ECLI:NL:RBDHA:2019:8598
Rechtbank Den Haag
- Eerste aanleg - enkelvoudig
- Rechtspraak.nl
Beoordeling van de aanvraag voor een verblijfsvergunning asiel in het kader van het interstatelijk vertrouwensbeginsel met betrekking tot Italië
Op 21 augustus 2019 heeft de Rechtbank Den Haag uitspraak gedaan in de zaak van een eiser met de Mauritaanse nationaliteit die een aanvraag voor een verblijfsvergunning asiel had ingediend. De aanvraag werd door de staatssecretaris van Justitie en Veiligheid niet in behandeling genomen, omdat Italië verantwoordelijk werd geacht voor de behandeling van de aanvraag op basis van de Dublinverordening. Eiser heeft hiertegen beroep ingesteld, waarbij hij stelde dat er tekortkomingen waren in de asielprocedure en opvangvoorzieningen in Italië, waardoor het interstatelijk vertrouwensbeginsel niet meer zou moeten gelden.

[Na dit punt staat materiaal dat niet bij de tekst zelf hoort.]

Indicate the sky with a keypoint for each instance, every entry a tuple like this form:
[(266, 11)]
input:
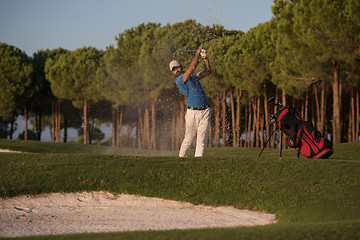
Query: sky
[(33, 25)]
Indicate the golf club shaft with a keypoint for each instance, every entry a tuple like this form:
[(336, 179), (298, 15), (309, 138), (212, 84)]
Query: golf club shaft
[(183, 51)]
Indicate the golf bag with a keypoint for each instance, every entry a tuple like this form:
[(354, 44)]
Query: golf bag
[(302, 135)]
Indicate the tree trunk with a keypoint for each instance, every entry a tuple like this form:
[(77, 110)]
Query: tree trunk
[(12, 126), (238, 119), (284, 137), (26, 123), (173, 132), (217, 121), (119, 117), (113, 132), (257, 128), (322, 108), (153, 125), (317, 105), (233, 123), (336, 106), (65, 128), (86, 122), (357, 116), (266, 112), (52, 120), (223, 114), (140, 129), (146, 130), (255, 137), (58, 118)]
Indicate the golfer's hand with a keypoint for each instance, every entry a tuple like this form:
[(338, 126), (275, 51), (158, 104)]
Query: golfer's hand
[(203, 53)]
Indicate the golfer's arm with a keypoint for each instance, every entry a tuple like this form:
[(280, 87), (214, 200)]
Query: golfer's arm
[(206, 71), (192, 67)]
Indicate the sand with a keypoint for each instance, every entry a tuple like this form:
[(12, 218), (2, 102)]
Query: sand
[(90, 212)]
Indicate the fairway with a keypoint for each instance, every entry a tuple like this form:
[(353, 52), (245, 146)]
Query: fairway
[(311, 198)]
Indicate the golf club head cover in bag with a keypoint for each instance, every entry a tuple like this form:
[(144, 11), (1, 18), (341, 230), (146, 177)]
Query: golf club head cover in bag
[(302, 135)]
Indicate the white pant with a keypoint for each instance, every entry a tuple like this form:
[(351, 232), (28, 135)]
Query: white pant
[(196, 123)]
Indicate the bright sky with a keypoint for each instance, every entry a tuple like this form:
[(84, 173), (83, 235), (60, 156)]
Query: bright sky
[(32, 25)]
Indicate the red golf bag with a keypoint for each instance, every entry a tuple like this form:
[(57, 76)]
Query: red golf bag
[(302, 135)]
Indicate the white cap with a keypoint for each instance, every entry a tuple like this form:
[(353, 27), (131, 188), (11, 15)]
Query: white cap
[(174, 63)]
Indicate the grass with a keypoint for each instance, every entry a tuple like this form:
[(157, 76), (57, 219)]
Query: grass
[(312, 199)]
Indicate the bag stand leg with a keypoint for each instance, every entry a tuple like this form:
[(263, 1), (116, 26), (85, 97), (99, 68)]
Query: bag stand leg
[(267, 141), (281, 137)]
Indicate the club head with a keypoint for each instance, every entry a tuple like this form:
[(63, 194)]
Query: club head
[(271, 100)]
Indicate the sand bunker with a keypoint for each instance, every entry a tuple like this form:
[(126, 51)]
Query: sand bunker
[(58, 213)]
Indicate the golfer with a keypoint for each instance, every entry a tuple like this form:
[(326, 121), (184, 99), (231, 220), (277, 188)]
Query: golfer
[(198, 114)]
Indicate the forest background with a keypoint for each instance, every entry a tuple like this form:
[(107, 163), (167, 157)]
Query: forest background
[(307, 55)]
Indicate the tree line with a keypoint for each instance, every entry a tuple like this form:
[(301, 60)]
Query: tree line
[(307, 55)]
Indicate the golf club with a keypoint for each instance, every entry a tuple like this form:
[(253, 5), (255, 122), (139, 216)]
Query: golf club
[(183, 51)]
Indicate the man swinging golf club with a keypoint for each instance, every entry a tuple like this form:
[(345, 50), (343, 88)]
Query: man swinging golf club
[(198, 114)]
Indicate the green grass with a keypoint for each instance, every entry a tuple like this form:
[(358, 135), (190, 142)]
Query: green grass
[(312, 199)]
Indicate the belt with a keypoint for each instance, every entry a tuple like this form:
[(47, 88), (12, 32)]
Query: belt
[(200, 108)]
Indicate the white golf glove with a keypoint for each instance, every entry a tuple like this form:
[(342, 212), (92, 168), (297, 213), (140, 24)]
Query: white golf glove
[(203, 53)]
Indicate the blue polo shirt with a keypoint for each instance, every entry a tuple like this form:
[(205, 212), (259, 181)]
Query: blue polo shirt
[(192, 90)]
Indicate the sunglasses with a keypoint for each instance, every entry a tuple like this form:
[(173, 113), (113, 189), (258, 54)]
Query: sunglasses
[(174, 68)]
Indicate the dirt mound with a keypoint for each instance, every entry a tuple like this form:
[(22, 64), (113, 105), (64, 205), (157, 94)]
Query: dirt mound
[(103, 212)]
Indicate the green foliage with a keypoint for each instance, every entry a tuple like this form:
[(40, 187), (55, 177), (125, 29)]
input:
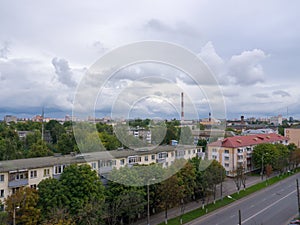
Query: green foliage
[(276, 155), (24, 202)]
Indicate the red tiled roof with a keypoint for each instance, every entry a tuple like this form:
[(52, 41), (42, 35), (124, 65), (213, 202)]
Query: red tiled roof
[(242, 141)]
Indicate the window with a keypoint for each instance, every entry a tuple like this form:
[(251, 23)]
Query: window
[(59, 169), (46, 172), (162, 155), (134, 159), (94, 165), (33, 174)]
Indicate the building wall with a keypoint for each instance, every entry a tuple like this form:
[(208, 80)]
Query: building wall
[(35, 175), (293, 135)]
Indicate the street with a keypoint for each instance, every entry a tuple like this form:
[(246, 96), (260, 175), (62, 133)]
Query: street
[(274, 205)]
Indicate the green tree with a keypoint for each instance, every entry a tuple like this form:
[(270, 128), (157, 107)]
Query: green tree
[(39, 149), (83, 188), (170, 194), (51, 196), (24, 203)]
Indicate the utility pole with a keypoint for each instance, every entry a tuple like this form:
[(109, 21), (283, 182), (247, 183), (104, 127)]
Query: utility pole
[(298, 196), (148, 208), (262, 167)]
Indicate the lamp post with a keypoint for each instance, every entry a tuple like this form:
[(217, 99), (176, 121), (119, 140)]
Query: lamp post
[(262, 165), (14, 214), (148, 200), (240, 215)]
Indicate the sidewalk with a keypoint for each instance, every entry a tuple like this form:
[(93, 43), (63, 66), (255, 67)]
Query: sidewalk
[(229, 188)]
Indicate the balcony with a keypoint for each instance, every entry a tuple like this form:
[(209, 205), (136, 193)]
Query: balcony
[(17, 183), (104, 170), (161, 160)]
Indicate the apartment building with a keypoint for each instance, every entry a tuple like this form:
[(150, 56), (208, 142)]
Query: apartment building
[(233, 152), (294, 135), (30, 172)]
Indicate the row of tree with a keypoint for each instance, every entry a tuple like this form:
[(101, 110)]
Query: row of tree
[(79, 197), (279, 157)]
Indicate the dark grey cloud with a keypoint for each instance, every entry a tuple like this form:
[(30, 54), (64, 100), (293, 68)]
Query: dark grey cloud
[(261, 95), (4, 50), (64, 72), (281, 93)]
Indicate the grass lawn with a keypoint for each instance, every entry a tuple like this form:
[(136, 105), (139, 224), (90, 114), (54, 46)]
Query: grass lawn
[(220, 203)]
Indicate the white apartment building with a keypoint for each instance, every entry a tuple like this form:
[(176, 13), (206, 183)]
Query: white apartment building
[(233, 152), (30, 172)]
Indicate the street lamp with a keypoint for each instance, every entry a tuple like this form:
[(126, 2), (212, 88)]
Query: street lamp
[(262, 165), (14, 214), (148, 200), (240, 215)]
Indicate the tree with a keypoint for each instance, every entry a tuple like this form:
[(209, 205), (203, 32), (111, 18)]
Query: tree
[(82, 188), (67, 143), (56, 129), (51, 196), (24, 203), (202, 142), (39, 149), (264, 154), (186, 137), (170, 194)]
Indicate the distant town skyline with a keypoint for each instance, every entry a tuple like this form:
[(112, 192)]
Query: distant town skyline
[(251, 47)]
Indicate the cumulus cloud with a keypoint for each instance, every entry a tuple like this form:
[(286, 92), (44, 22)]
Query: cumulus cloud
[(261, 95), (243, 69), (4, 50), (64, 72), (281, 93), (246, 68)]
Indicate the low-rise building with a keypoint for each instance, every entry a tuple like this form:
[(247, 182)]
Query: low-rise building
[(294, 135), (234, 152), (15, 174)]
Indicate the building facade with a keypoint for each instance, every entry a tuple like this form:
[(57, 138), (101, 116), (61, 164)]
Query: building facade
[(294, 135), (15, 174), (234, 152)]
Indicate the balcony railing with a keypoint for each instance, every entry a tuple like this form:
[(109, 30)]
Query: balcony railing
[(17, 183)]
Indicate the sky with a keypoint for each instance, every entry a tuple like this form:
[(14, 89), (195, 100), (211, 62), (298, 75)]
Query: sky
[(251, 47)]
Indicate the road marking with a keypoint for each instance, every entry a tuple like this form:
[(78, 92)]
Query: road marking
[(274, 203)]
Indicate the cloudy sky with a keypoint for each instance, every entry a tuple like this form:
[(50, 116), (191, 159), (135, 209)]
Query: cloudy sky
[(252, 48)]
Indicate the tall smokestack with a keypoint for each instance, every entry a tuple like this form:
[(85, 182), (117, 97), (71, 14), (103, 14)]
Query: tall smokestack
[(182, 108)]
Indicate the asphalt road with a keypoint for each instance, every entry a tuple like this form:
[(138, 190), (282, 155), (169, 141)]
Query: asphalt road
[(272, 206)]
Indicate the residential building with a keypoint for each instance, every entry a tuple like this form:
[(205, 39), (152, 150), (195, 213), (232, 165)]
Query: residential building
[(234, 152), (294, 135), (10, 118), (30, 172)]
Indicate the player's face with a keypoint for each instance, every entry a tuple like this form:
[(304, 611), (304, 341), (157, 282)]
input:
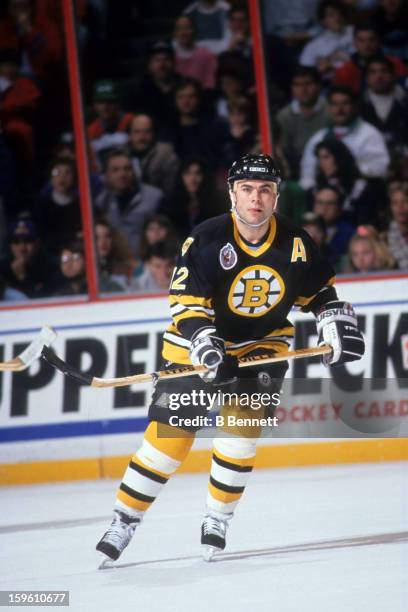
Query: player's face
[(255, 200)]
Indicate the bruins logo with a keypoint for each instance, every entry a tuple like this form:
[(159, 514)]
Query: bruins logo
[(255, 290)]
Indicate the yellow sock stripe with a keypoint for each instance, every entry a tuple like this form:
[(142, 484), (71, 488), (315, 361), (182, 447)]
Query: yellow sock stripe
[(190, 299), (248, 461), (131, 502), (177, 447), (191, 314), (223, 496)]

Tijdens de zitting op 7 augustus 2019 heeft eiser zijn standpunt toegelicht, ondersteund door verschillende rapporten en uitspraken. De rechtbank heeft echter geoordeeld dat eiser niet aannemelijk heeft gemaakt dat de situatie in Italië zodanig is verslechterd dat het interstatelijk vertrouwensbeginsel niet meer kan worden gehanteerd. De rechtbank verwees naar een eerdere uitspraak van de Afdeling bestuursrechtspraak van de Raad van State, waarin werd vastgesteld dat Italië nog steeds aan zijn verplichtingen voldoet. Eiser's argumenten en de door hem ingediende stukken werden niet overtuigend geacht om de eerdere oordelen te weerleggen.
De rechtbank concludeerde dat de staatssecretaris terecht had besloten de aanvraag niet in behandeling te nemen en verklaarde het beroep van eiser ongegrond. Er werd geen aanleiding gezien voor een proceskostenveroordeling. De uitspraak werd openbaar gemaakt en er werd melding gemaakt van de mogelijkheid tot hoger beroep bij de Afdeling bestuursrechtspraak van de Raad van State.